BELANGRIJK Let op bij het monteren van aanvullende spoilers, lichtmetalen velgen of niet-originele wieldeksels: deze
accessoires kunnen namelijk de ventilatie van de remmen beperken en de remwerking beïnvloeden bij herhaaldelijk hard
remmen of op lange afdalingen.
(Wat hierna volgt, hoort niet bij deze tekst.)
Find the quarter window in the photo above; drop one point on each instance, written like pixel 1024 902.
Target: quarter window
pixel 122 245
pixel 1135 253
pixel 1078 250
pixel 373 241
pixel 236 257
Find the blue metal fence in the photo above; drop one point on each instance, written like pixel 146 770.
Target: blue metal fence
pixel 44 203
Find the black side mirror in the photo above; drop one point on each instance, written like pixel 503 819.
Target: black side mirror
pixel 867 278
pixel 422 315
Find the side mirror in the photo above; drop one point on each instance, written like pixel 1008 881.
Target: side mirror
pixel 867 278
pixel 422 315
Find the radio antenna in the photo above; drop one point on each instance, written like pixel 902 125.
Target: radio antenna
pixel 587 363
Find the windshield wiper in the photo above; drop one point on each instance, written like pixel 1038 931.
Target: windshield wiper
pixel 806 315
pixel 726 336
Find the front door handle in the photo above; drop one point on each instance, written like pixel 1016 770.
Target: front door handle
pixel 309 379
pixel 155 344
Let erop dat de slag van de pedalen nergens door wordt belemmerd (matten, enz.).
INSTALLATIE VAN ELEKTRISCHE/ELEKTRONISCHE SYSTEMEN
Elektrische/elektronische apparaten die na aanschaf van de auto door de aftersales-service worden gemonteerd, moeten van
het volgende merkteken zijn voorzien:
.
FCA Italy S.p.A. autoriseert de montage van zend-/ontvangstapparatuur op voorwaarde dat deze door een gespecialiseerd
bedrijf op vakkundige wijze en overeenkomstig de aanwijzingen van de fabrikant wordt uitgevoerd.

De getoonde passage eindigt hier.